Validez jurídica de la elección presidencial

Raúl Jiménez Vázquez

La evaluación y determinación de la validez jurídica de la elección presidencial constituye un acto de colosal e inobjetable trascendencia jurídica, política e histórica, tanto para la nación en su conjunto como para el adecuado funcionamiento de las instituciones emanadas de la Carta Magna.
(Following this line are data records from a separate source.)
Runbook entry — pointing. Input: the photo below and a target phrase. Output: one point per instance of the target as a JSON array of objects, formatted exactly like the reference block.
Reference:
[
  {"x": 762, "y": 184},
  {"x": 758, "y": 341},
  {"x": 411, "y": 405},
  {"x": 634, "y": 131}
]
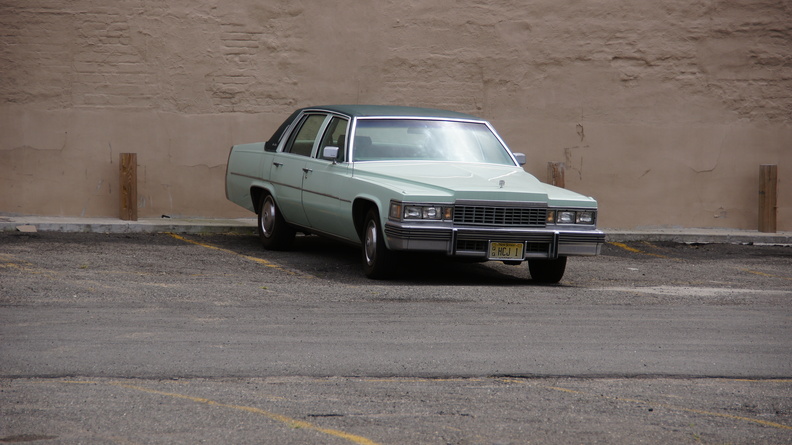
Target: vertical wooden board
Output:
[
  {"x": 768, "y": 200},
  {"x": 128, "y": 186},
  {"x": 555, "y": 174}
]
Por tal motivo, a fin de imprimir a dicho proceso mayores grados de legitimidad, certeza y objetividad, en 1996 el Constituyente Permanente sustituyó la calificación radicada en un colegio electoral erigido en el seno del Poder Legislativo federal por un procedimiento jurídico a cargo del órgano supremo en materia contenciosa-electoral.
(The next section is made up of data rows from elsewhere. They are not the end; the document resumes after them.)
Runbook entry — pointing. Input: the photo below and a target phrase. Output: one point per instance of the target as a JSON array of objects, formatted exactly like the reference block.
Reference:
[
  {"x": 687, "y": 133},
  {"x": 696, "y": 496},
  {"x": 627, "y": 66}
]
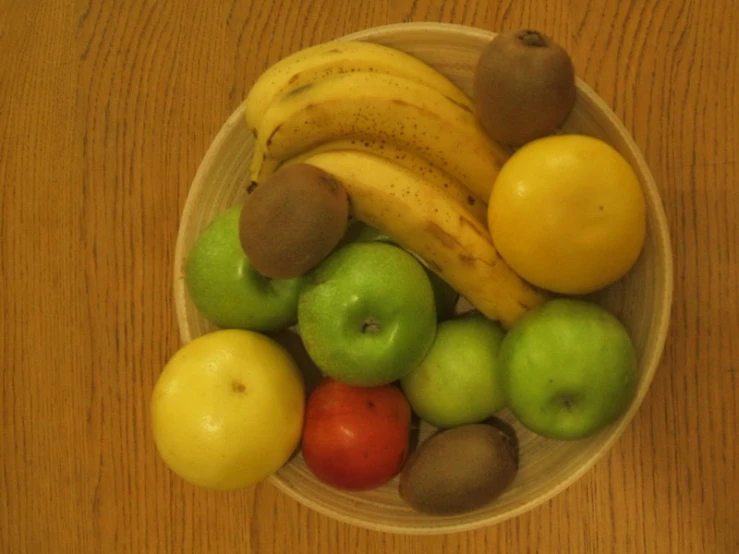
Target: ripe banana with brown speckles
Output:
[
  {"x": 435, "y": 177},
  {"x": 337, "y": 57},
  {"x": 380, "y": 107},
  {"x": 422, "y": 219}
]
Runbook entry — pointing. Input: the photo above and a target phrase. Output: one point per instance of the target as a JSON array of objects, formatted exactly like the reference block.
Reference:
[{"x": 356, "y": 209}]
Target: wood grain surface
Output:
[{"x": 106, "y": 109}]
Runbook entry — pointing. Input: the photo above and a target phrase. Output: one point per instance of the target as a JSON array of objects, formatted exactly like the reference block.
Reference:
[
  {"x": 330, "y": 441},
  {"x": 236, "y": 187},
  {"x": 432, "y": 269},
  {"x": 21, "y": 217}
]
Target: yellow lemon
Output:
[
  {"x": 227, "y": 410},
  {"x": 568, "y": 214}
]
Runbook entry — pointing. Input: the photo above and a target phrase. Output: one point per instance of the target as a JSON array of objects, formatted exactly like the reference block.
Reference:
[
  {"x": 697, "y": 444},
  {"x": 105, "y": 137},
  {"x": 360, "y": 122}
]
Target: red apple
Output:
[{"x": 356, "y": 438}]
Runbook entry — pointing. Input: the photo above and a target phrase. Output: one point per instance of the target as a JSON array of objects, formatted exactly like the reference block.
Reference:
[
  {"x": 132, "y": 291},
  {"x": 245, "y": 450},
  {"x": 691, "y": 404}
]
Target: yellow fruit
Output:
[
  {"x": 227, "y": 410},
  {"x": 567, "y": 213}
]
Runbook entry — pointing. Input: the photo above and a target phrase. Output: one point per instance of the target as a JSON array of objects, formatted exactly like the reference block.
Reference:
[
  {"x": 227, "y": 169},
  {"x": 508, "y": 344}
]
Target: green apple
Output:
[
  {"x": 366, "y": 314},
  {"x": 569, "y": 369},
  {"x": 225, "y": 287},
  {"x": 445, "y": 297},
  {"x": 459, "y": 380}
]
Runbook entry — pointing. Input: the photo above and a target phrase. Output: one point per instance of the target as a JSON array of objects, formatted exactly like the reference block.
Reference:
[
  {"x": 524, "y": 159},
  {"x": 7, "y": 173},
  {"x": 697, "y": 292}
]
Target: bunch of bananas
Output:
[{"x": 406, "y": 144}]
Tal cambio de paradigma quedó estatuido en el artículo 99 constitucional de la siguiente forma: I) las impugnaciones que se presenten sobre la elección del presidente de la república serán resueltas en única instancia por la Sala Superior del Tribunal Electoral del Poder Judicial de la Federación, II) ésta realizará el cómputo final de la elección del presidente de la república una vez resueltas, en su caso, las impugnaciones que se hubiesen interpuesto sobre la misma, procediendo a formular la declaración de validez de la elección y la de presidente electo del candidato que hubiese obtenido el mayor número de votos.

La Sala Superior no es un órgano judicial de mera legalidad y por ende su actuación no es equiparable a la de otros tribunales de menor jerarquía; se trata de un verdadero tribunal constitucional cuyo cometido básico es garantizar a los ciudadanos que la elección del titular del Ejecutivo federal satisface todas y cada una de las condiciones, cualitativas y cuantitativas, inherentes a toda elección democrática, así como asegurar que el acceso a la Presidencia de la República está investido de plena e irreprochable juridicidad.
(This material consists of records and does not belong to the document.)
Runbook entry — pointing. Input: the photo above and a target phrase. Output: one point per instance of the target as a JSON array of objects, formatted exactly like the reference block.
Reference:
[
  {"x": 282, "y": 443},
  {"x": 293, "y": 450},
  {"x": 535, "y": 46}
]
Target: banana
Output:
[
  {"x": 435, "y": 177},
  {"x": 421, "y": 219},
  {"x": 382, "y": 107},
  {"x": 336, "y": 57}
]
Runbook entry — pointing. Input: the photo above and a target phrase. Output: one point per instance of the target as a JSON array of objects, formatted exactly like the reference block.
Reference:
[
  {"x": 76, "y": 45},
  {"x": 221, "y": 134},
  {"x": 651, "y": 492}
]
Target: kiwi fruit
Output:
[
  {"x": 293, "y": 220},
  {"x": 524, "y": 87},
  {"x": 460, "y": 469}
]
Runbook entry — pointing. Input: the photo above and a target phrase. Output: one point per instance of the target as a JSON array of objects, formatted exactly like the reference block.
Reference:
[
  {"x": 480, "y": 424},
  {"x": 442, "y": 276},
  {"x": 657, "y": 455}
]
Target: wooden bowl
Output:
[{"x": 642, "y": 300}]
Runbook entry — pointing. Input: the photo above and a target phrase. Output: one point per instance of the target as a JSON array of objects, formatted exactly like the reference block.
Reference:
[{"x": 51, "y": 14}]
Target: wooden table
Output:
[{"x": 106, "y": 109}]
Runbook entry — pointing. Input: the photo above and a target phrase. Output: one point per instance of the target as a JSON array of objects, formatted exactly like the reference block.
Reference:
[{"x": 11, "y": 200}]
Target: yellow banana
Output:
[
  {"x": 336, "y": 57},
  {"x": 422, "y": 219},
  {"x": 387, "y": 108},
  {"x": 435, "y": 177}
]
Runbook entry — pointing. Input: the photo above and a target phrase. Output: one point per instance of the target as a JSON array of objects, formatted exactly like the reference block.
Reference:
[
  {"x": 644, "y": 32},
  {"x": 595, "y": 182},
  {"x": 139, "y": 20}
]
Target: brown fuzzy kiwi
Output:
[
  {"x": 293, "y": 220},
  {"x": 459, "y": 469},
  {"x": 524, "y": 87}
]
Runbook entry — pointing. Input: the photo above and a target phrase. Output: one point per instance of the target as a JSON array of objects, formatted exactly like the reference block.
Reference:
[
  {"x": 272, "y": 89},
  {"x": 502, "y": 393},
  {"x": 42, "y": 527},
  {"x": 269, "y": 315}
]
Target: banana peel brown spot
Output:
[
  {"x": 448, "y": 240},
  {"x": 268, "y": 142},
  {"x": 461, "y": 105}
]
Esta función entraña una importancia manifiesta, razón por la cual no puede ser ejercida en forma caprichosa, discrecional o subjetiva, sino observando al pie de la letra el mandato constitucional que previene que las elecciones deben ser libres y auténticas.

Para ese propósito los magistrados electorales deben percibirse, asumirse y proceder como un órgano del Estado dotado de plenitud de jurisdicción e investido de los más amplios poderes jurídicos; ello les autoriza a suplir la deficiencia de la queja, practicar, incluso oficiosamente, las investigaciones o actuaciones procesales pertinentes y acopiar todos los medios probatorios que sean necesarios, sin más límites que los derivados de los tratados humanitarios y del articulado de la Constitución Federal.

En aras de esa plena jurisdicción deben privilegiarse el fondo sobre la forma, la verdad histórica sobre la verdad formal y los principios y la argumentación jurídica sobre las fórmulas hermenéuticas arcaicas y anticientíficas, definitivamente impropias del siglo XXI, las cuales están atrincheradas en una visión letrista o gramatical de la norma jurídica y en un concepto del Estado de derecho circunscrito a la exacerbación del mero legalismo. El enfoque que ha de presidir la calificación del proceso electoral deberá ser de un hondo calado constitucional y de un perfil definitivamente democrático y republicano.

Lo anterior, sin embargo, no sería suficiente, pues más allá de los doctos, los illuminati o los grandes iniciados del derecho o la ciencia política, a nadie le reportaría una ganancia democrática la emisión de una resolución apegada a los cánones o formas lingüísticas barrocas y alambicadas que tradicionalmente utilizan los jueces al emitir sus determinaciones.

Ello significa que, además del requisito formal de la debida fundamentación y motivación del acto de autoridad, el dictamen calificatorio debe ser creíble para el cuerpo ciudadano. Su contenido tiene que estar impregnado del ingrediente de la persuasión y ser capaz de forjar la percepción social de que la elección presidencial es genuina o auténtica en virtud de que se corresponde estrictamente con el marco constitucional, el derecho humano al voto y el derecho humano a la verdad. Sin este componente, el veredicto podrá ser legal pero indudablemente carecerá del requisito sine qua non de la legitimidad democrática.

Así pues, estamos en sus manos. Parafraseando a Julio César tras haber cruzado el río Rubicón, cabe decirles: Alea jacta est (la suerte está echada).